Diyarbakır'da 1993-1999 yılları arasında JİTEM karargâhı olarak
kullanılan binanın yan tarafındaki kazı çalışması yeniden başladı.
4 gün içinde bulunan 11 kafatası ve çok sayıda kemik adlî tıpta
muhafaza altına alındı. Faili meçhul cinayetlere ışık tutması beklenen
kemiklerin kimlere ait olduğu, yapılacak DNA testinin ardından netlik
kazanacak. Diyarbakır özel yetkili cumhuriyet savcıları Osman Coşkun ve
Mustafa Baklacı gözetiminde gerçekleştirilen kazı çalışmaları büyük
titizlik içinde yapılıyor. Bölge SİT alanı olduğu için iş makineleri
kullanılamıyor. Arkeologların denetimindeki kazılar, kazma ve küreklerle
sürdürülüyor. Bölgeye basın mensupları dahil kimse yaklaştırılmıyor.
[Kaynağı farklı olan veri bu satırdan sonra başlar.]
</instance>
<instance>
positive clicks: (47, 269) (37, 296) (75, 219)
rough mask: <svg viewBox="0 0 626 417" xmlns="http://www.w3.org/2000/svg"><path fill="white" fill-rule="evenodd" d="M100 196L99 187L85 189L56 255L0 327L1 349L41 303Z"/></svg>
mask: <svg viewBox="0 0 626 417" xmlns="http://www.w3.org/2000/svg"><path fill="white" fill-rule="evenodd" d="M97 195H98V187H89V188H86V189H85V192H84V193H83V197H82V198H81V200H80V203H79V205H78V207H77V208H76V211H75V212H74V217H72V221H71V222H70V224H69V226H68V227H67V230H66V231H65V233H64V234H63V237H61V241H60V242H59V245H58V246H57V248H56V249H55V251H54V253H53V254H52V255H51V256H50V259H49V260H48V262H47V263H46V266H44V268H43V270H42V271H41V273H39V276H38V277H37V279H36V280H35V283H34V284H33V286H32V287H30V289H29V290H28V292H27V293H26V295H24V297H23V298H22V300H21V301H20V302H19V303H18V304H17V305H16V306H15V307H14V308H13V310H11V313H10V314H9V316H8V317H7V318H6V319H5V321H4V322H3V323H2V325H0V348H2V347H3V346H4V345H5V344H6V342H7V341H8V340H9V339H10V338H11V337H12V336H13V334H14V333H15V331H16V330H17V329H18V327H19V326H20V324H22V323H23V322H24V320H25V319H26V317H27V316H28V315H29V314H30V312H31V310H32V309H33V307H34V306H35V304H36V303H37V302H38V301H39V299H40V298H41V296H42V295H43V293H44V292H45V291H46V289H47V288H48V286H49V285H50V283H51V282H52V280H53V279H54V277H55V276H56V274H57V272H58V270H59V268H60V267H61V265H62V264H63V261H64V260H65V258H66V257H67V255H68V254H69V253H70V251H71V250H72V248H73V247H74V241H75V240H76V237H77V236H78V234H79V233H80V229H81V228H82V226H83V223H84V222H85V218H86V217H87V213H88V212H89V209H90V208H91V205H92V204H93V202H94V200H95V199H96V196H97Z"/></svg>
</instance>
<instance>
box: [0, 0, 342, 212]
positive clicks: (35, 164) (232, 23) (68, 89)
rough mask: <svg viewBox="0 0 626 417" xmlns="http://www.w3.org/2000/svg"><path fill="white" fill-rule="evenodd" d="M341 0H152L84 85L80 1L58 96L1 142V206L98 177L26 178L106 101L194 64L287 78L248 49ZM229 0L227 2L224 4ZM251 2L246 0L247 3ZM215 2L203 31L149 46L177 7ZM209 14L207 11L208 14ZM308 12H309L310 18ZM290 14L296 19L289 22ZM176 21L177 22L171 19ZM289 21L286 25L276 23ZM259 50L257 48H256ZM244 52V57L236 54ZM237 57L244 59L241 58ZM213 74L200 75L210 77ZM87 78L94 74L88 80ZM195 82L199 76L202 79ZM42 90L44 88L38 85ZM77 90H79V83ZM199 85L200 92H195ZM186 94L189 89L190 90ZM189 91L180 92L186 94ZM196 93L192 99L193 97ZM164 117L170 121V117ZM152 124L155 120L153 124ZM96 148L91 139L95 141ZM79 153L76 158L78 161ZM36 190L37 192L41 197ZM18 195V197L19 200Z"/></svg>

Kültür Bakanlığı tarafından restorasyon çalışmaları sürdürülen
Diyarbakır'ın Suriçi semtindeki İç Kale bölgesinde, doğalgaz borusu
döşemek için çarşamba günü kazı yapılmıştı. JİTEM Grup Komutanlığı'nın,
1999 yılına kadar sorgu ve işkence üssü olarak kullandığı eski Merkez
Kapalı Cezaevi'nin yan tarafında yapılan kazıda insanlara ait olduğu
değerlendirilen 6 kafatası ve çok sayıda kemik bulundu. Olay yerine
gelen savcı, bütün bölgenin güvenlik çemberine alınmasını istedi.
Genişletilen kazı çalışmalarında 5 kafatasına daha ulaşıldı.
Güneydoğu'daki faili meçhuller sebebiyle isminden sıkça söz edilen Sur
İçi'ndeki JİTEM merkezinin bulunduğu bölgede çıkan kemiklerin, faili
meçhule kurban giden kişilere ait olabileceği ihtimali üzerinde
duruluyor. Güneydoğu'da 1990'lı yıllarda işlenen faili meçhul
cinayetlere ilişkin olarak son 2 yılda 7 farklı ilde yapılan kazılarda
938 kemik bulundu. Adli Tıp Kurumu, bunların 530 tanesinin hayvanlara
ait olduğunu açıkladı, diğer kemiklerle ilgili DNA araştırması ise
sürüyor. 1994 yılında gözaltına alındıktan sonra kaybolan 6 kişinin
kemikleri, yakınlarından alınan DNA ile uyuşmuştu. Lice ilçesinde 2009
yılı Temmuz ayında yapılan kazıda pantolon, ayakkabı, insan kafatası ve
kemik parçaları bulundu. Kemikler, 1997 yılında JİTEM tarafından
gözaltına alındıktan sonra kaybolan Sadık ve Seyithan Ulumaskan'a ait
olup olmadığının belirlenmesi için Adli Tıp'a gönderildi. Kemiklerin
Ulumaskan ailesine ait olmadığı açıklanmıştı.